“Preventative maintenance enhances the lifespan of equipment and enables higher performance”

Rob Pedler, after-sales contracts manager at European Process Plant (EPP), looks at the importance of proactive equipment maintenance in a competitive market

Many bakery engineering managers fully understand that equipment routinely serviced on a pre-determined schedule outlasts that which is not. 

It means the total cost of ownership is reduced, as is the number of unplanned breakdowns. It also not only improves production efficiency and shelf-life but cuts costs and improves morale and customer relations.
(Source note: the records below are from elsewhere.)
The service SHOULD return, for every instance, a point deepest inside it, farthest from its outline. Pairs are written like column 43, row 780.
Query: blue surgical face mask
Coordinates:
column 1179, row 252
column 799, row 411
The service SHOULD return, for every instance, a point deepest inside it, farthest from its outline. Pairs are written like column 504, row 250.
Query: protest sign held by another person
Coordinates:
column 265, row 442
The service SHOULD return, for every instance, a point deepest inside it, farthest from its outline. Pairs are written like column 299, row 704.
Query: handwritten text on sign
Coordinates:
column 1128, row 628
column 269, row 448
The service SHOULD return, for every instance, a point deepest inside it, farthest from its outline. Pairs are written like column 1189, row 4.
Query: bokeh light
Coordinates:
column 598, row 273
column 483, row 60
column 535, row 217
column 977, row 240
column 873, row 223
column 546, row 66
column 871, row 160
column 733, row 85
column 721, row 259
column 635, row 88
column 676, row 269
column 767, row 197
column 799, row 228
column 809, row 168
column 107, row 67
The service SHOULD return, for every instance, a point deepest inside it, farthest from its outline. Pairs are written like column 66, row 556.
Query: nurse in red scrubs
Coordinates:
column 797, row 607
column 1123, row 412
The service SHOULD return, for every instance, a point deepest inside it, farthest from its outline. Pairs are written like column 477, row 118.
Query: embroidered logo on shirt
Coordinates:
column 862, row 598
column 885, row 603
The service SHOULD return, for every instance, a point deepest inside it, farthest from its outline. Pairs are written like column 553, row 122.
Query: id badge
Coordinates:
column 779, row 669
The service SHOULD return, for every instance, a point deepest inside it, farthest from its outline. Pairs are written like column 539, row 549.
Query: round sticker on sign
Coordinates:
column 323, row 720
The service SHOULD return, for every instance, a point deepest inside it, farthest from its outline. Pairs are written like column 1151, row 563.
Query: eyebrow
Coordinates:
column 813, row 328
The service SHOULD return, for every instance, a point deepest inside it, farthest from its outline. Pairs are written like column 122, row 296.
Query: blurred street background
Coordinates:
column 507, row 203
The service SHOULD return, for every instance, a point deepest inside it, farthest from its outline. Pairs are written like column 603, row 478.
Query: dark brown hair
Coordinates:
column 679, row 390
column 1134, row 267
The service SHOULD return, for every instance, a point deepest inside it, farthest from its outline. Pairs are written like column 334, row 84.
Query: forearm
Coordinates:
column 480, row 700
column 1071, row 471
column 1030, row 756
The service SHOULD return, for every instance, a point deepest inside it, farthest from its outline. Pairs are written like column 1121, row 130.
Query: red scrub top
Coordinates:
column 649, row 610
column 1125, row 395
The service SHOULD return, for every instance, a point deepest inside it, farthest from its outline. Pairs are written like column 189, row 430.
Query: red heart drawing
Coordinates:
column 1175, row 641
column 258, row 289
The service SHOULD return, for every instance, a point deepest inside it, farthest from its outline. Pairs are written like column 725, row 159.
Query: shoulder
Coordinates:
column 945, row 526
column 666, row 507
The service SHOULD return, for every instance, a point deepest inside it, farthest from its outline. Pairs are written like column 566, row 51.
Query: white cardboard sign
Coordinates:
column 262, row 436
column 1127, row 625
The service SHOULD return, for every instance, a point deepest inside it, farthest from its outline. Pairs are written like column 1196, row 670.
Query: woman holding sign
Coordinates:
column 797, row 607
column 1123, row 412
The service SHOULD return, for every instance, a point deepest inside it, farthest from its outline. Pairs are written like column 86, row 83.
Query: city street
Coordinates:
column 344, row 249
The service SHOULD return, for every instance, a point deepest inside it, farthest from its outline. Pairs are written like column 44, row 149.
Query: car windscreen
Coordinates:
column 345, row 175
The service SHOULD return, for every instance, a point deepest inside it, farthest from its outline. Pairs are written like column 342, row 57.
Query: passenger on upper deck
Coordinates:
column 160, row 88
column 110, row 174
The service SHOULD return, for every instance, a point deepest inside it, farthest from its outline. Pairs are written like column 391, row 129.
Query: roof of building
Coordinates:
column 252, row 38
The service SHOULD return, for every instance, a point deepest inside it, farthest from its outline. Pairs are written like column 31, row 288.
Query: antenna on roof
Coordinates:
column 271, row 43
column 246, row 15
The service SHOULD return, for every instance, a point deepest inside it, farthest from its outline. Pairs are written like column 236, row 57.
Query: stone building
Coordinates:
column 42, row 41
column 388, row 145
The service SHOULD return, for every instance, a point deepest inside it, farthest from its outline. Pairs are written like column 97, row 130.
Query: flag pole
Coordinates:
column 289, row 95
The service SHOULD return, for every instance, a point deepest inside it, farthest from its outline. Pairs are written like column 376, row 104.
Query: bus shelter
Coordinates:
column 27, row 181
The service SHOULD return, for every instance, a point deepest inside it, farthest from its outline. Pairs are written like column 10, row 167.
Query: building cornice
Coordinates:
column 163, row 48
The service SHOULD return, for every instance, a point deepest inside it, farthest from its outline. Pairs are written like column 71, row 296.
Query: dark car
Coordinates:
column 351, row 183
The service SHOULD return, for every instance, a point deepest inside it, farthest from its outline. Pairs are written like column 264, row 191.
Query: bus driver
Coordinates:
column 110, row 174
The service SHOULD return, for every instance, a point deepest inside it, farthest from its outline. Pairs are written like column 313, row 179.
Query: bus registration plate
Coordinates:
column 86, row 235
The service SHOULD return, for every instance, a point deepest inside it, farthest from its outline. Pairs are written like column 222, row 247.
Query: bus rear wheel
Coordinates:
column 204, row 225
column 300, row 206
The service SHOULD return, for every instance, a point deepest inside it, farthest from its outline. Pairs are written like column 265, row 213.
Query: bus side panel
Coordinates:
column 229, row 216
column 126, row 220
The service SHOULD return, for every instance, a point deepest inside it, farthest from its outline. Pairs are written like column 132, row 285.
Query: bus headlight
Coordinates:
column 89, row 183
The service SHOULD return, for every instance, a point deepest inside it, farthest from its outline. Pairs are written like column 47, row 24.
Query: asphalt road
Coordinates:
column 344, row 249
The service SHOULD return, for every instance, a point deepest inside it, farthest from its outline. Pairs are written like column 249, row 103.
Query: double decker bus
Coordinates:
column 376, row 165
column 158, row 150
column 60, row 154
Unfortunately, some take a more short-term view, with an ‘if it ain’t broke don’t fix it’ mindset. They rely heavily on their engineering staff to produce miracles in half the time needed for a proper repair, with parts hastily fixed.

This creates a cycle of breakdown and rushed, often unreliable repairs. Ultimately, the equipment becomes beyond economic repair and the whole line needs replacing, with the associated disruption to production, costs and stress.

Preventative maintenance enhances the lifespan of regularly used equipment and enables higher performance. It doesn’t require an extravagant spend to replace slightly worn parts, just careful adjustments to keep to the manufacturer’s original settings to ensure all the tolerances are aligned. As parts wear, the assembly will stay in tolerance longer and, of course, some parts will be changed as they approach their serviceable limits.

Without regular checks and adjustments the machine is running, but the tolerances will be out of alignment. Even worse, when hundreds of mini-stops are put into the production profile it greatly reduces production efficiencies without an obvious cause and then an extra person is needed to watch the line. Eventually all the tolerances will move out of acceptable margins, the equipment will stop but to restart the line the whole machine will need to be reset, losing at least another day’s production.

The performance of bakery equipment depends on many factors, from environment to ingredient quality. However, generally, well-maintained equipment performs better than poorly-maintained equipment, even to the point where it is not necessary to invest in an extra line to fulfil customers’ orders or use expensive overtime.

Bakery and food manufacturers that produce their products on a reliable schedule tend to have very good reputations. Businesses live or die based on their reputations and anything that can be done to enhance these is something that should always be considered.